We must be virtuous in order to faithfully execute our royal office.

That last part is the key. We must be virtuous in order to faithfully execute our royal office. In the end, it is virtue that separates us from the animals. In making us in His own image, God has, according to Gregory, marked us with the virtues of “purity, freedom from passion, blessedness, alienation from all evil, and all those attributes of the like kind which help to form in men the likeness of God: with such hues as these did the Maker of His own image mark our nature.” God created us to be like Himself, limited only by the fact that we are created beings and not Being itself. This limitation does not apply, it would seem, to goodness. While we never be The Good, we can be – and by the transformative power of the Spirit will one day be – good. We will be so good, in fact, that our desires will align perfectly with our nature (as God intended it), that sin will be impossible for us.
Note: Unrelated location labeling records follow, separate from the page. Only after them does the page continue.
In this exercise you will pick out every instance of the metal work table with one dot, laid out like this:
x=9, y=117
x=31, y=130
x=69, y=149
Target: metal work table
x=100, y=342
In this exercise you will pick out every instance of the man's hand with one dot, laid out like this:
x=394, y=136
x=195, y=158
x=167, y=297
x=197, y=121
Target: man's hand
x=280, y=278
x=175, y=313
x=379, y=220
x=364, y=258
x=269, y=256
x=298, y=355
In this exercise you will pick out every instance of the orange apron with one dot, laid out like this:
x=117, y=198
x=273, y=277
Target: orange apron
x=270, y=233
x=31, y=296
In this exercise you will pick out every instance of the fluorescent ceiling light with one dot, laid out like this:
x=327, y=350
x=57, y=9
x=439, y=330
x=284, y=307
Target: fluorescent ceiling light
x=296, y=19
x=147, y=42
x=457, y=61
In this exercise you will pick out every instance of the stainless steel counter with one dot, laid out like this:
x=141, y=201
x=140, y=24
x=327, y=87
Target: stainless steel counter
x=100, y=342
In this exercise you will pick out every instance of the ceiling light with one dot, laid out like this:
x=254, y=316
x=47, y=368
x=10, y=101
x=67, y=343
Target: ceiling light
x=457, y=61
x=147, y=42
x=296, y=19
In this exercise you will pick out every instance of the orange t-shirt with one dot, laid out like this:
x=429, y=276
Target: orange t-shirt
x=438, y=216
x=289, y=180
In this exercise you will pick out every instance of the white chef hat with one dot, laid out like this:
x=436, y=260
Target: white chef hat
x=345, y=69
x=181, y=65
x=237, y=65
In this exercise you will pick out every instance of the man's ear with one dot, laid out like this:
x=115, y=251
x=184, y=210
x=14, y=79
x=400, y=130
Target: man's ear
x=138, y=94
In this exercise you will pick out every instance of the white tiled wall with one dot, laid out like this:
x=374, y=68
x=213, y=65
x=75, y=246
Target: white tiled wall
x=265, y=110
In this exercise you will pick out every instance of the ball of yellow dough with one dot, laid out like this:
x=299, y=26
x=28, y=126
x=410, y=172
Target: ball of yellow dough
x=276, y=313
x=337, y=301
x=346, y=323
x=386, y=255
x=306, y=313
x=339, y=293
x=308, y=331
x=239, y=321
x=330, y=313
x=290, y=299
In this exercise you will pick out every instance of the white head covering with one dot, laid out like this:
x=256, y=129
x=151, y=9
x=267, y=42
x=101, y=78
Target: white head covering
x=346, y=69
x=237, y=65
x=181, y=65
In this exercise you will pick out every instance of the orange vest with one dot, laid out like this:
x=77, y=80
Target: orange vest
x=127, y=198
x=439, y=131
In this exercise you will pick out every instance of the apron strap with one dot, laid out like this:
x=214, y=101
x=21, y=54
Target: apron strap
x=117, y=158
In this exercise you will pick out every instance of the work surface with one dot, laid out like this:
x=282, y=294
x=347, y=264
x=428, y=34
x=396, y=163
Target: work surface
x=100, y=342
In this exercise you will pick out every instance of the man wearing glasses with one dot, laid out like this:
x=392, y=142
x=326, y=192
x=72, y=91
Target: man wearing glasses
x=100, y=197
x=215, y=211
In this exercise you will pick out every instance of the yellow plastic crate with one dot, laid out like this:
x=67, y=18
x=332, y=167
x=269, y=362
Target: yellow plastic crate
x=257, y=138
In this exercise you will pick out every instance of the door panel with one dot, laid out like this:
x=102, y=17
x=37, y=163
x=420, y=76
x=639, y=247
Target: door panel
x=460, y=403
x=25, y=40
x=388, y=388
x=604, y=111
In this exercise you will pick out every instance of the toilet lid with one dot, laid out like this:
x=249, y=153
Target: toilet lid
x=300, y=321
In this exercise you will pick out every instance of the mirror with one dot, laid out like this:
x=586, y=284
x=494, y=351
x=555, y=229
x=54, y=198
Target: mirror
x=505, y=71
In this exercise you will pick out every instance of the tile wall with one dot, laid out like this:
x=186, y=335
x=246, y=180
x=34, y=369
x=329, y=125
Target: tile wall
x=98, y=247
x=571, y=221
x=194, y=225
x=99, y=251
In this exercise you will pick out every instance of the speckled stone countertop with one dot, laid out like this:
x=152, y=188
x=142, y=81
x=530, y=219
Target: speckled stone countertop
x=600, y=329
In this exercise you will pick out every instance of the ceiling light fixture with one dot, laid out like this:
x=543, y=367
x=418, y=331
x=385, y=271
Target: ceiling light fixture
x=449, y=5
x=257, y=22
But all of this will not happen until the resurrection, for it is impossible to achieve perfection in this life.

What we can be, however, is virtuous. In fact, the pursuit of virtue is required by our station. It is virtue that makes us human. It is virtue that makes us kings and queens. To neglect virtue – whether from laziness or the wrongheaded assumption that, since we are saved by grace there is no need to be good – is to reject the divine imaged-ness of our nature. It is to say to God, “You do all the work, and I will just sit back and wait to enjoy the eschaton.” As Jesus might say, “You wicked and lazy servant!” Is God your servant? Is the image bearer above the one whose image he bears? Again, from Gregory, “There is a great difference between that which is conceived in the archetype, and a thing which has been made in its image: for the image is properly so called if it keeps its resemblance to the prototype; but if the imitation be perverted from its subject, the thing is something else, and no longer an image of the subject.” You are the image of God; therefore, be the image of God.
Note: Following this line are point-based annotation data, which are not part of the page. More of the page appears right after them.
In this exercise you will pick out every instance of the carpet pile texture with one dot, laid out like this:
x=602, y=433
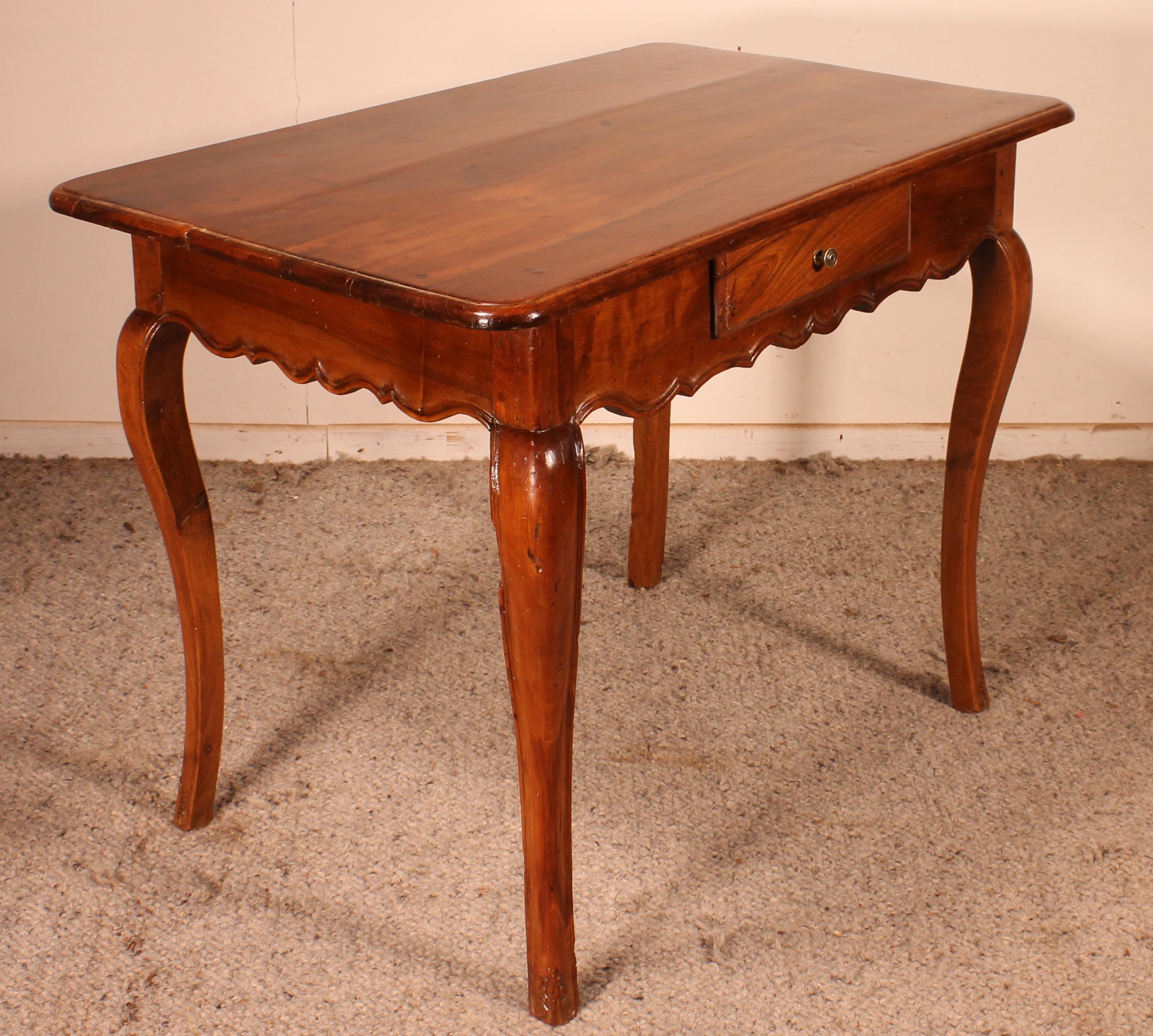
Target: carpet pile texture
x=780, y=827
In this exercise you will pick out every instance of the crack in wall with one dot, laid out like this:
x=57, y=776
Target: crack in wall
x=296, y=80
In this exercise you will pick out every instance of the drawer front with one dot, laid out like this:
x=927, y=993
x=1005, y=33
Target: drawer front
x=762, y=277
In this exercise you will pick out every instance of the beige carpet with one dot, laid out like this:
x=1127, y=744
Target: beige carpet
x=780, y=827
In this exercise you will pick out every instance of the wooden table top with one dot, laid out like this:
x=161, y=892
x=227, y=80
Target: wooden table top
x=502, y=203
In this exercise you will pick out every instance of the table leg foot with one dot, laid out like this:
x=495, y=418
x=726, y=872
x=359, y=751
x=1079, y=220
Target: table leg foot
x=1002, y=293
x=151, y=386
x=651, y=498
x=539, y=513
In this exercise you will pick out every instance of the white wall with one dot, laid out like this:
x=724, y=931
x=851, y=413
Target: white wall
x=87, y=87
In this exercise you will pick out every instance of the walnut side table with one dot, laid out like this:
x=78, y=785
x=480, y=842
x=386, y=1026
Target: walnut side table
x=604, y=233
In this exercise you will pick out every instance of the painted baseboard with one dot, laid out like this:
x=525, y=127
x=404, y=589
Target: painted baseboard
x=296, y=443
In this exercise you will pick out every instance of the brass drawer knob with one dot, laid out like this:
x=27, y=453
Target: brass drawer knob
x=825, y=257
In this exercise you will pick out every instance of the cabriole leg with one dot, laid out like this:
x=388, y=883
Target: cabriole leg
x=539, y=513
x=651, y=498
x=1002, y=293
x=151, y=385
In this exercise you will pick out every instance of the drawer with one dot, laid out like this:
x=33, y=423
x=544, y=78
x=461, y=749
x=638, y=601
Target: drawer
x=784, y=269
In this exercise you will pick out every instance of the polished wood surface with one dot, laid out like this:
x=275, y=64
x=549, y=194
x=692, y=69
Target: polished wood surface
x=504, y=203
x=606, y=233
x=791, y=267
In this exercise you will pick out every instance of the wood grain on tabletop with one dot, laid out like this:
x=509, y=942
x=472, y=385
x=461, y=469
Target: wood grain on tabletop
x=501, y=203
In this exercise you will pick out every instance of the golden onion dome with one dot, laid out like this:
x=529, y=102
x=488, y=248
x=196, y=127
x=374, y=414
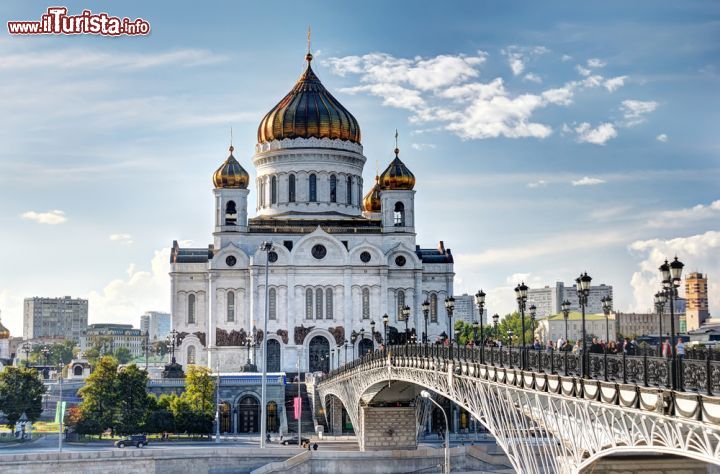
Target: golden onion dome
x=231, y=174
x=397, y=176
x=371, y=201
x=309, y=110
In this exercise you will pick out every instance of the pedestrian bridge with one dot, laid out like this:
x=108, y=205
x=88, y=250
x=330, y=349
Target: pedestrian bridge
x=547, y=417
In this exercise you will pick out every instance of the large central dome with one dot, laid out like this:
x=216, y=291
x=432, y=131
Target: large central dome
x=309, y=110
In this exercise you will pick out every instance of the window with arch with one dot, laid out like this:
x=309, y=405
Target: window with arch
x=231, y=307
x=291, y=188
x=272, y=310
x=433, y=307
x=333, y=188
x=308, y=304
x=400, y=305
x=399, y=214
x=312, y=184
x=328, y=303
x=318, y=303
x=191, y=309
x=230, y=213
x=366, y=303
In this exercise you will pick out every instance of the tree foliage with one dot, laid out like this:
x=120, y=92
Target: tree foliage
x=21, y=391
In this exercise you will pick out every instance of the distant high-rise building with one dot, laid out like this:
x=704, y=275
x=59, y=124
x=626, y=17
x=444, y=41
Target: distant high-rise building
x=548, y=300
x=54, y=317
x=696, y=297
x=156, y=324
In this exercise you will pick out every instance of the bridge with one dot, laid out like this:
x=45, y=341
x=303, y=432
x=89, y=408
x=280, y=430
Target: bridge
x=546, y=416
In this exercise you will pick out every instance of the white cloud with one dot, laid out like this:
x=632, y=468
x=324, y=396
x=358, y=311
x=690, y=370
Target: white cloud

To be virtuous means to be faithful to our Creator, to live in accordance with the intention for which He created us. You cannot find out who you truly are by indulging every desire, following your heart, or realizing your dreams. Undisciplined, those inevitably move us further from our truest selves. The only real path to self-realization is self-denial. As the Lord told His disciples, “Whoever wants to find his life must lose it.” If we are, in fact, created by God to be royalty, we must educate our desires in the way of Jesus. We must put on the virtues, even when it feels fake. (Honesty is a virtue, but authenticity – as we understand it – is not. It is important to learn the difference.) We cannot rule God’s creation in wisdom, courage, and humility until we learn to do those things which we know we must do even we do not want to do them. We will only become our true selves by putting on virtue, which comes only from obeying the commands of God rather than the commands of our desires.